The fix is pretty easy. It involves just one thing. Our best people are working on deciding which one thing it is going to be. Perhaps mobile technology or accelerated courses or free textbooks or open courseware or MOOCs. Stay tuned.

I’m not usually snarky but my head is swimming lately with the sense of urgency that has seized the legislators and administrators standing outside my profession. We are moving at light speed to innovate but can’t easily define our goals. We are eager to demonstrate agility and a willingness to make tough choices but we can’t articulate the nature of those choices and why we have to choose so quickly.

I am not being retrograde. I know the world has changed and we all need to adapt. The internet has matured, and things are possible now that were not possible just a few years ago. We can build administrative processes at web scale. We can design learning systems that capture real-time data about how students learn and then return that data directly to students in real-time to improve their own understanding about their own learning. We can mitigate distance with cheap or free web conferencing tools. We have developed flipped pedagogies and hybrid course delivery modes to blend synchronous and asynchronous learning environments.

I want to adapt. I want to help improve things. I want to help figure out how to use these great new tools we have so that students can learn better, faster and more deeply than ever before. I want to help build an education system that recognizes the strengths of individual students and can offer personalized learning at the point of need so that we can prevent the waste of potential talent that, today, many accept as inevitable.

I want to help people discover what they are passionate about learning and then wrap skills and resources around that passion to create opportunities for genius.

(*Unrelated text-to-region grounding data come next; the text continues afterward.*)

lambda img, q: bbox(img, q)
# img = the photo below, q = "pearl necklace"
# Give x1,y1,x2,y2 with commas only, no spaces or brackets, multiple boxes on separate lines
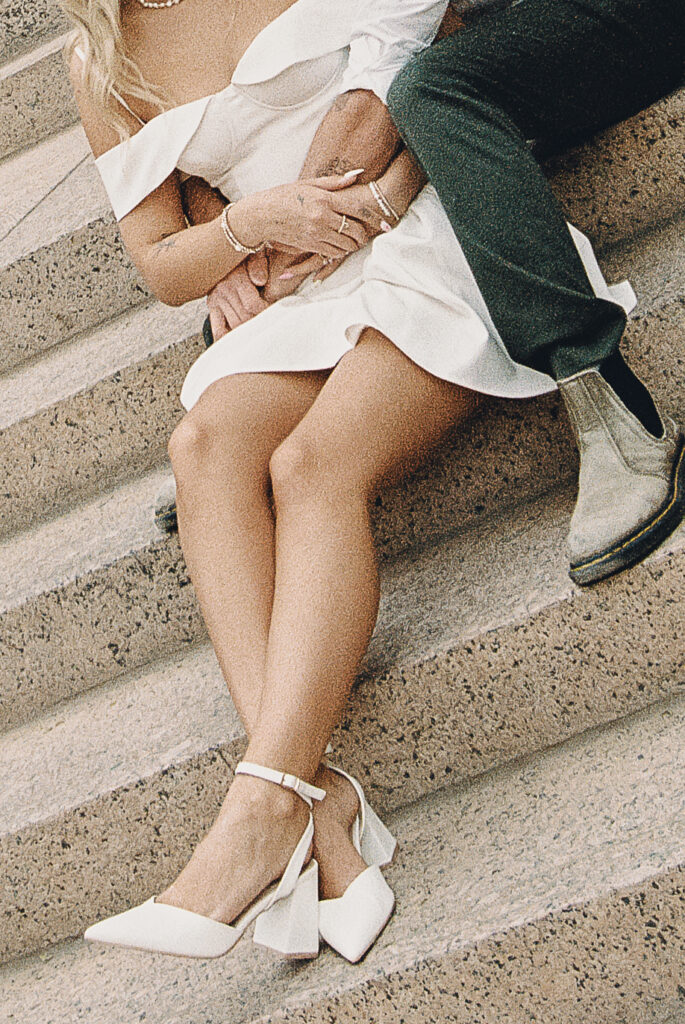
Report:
136,0,184,8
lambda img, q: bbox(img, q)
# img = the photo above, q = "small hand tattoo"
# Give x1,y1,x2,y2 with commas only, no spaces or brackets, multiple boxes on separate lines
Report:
296,193,305,206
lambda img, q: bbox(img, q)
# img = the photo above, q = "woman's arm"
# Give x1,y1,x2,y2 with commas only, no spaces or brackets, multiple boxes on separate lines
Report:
70,57,251,305
71,55,372,307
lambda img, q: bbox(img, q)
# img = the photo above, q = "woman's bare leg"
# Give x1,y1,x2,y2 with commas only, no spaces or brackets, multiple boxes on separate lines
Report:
162,329,479,923
166,367,366,903
168,369,327,728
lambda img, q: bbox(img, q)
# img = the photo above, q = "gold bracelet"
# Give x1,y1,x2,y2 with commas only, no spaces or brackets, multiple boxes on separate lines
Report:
220,203,266,255
368,180,400,224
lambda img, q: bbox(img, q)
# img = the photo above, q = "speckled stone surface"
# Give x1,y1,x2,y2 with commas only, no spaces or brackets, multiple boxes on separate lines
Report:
0,302,205,539
548,90,685,251
0,0,68,63
0,35,78,161
1,696,683,1019
0,487,683,956
0,155,149,373
0,125,88,242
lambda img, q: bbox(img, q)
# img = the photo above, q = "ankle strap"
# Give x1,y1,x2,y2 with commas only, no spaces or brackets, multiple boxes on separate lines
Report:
235,761,326,807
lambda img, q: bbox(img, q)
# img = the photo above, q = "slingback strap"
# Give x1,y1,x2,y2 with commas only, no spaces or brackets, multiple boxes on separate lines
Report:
235,761,326,808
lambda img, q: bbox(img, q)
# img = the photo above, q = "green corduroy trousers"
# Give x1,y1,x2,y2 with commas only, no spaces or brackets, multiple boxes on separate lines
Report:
387,0,685,380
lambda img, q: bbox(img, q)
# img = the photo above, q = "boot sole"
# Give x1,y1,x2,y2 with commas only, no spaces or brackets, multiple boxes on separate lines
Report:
569,434,685,586
154,501,178,534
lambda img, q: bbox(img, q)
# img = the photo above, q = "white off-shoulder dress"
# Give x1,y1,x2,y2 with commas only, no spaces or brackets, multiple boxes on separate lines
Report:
93,0,635,411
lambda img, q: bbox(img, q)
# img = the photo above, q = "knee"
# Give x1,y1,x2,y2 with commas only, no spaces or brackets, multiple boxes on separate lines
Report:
388,42,485,136
269,437,319,509
168,410,216,479
269,435,365,511
168,396,253,485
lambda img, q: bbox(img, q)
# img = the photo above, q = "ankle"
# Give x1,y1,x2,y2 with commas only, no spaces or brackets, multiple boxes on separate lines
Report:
599,352,663,438
229,775,308,825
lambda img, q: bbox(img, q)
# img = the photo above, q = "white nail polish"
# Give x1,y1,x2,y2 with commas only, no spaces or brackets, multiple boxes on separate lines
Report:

Before I can do that, I need someone to tell me what we want the world to look like and what we need these students to be able to do. There are amazingly smart, compassionate, dedicated teachers and staff in our colleges and universities ready to do whatever it takes to get there. We just need someone to make it simple, make it clear. Give us a picture of the necessary future, give us the tools and permission to use those tools and then get out of the way.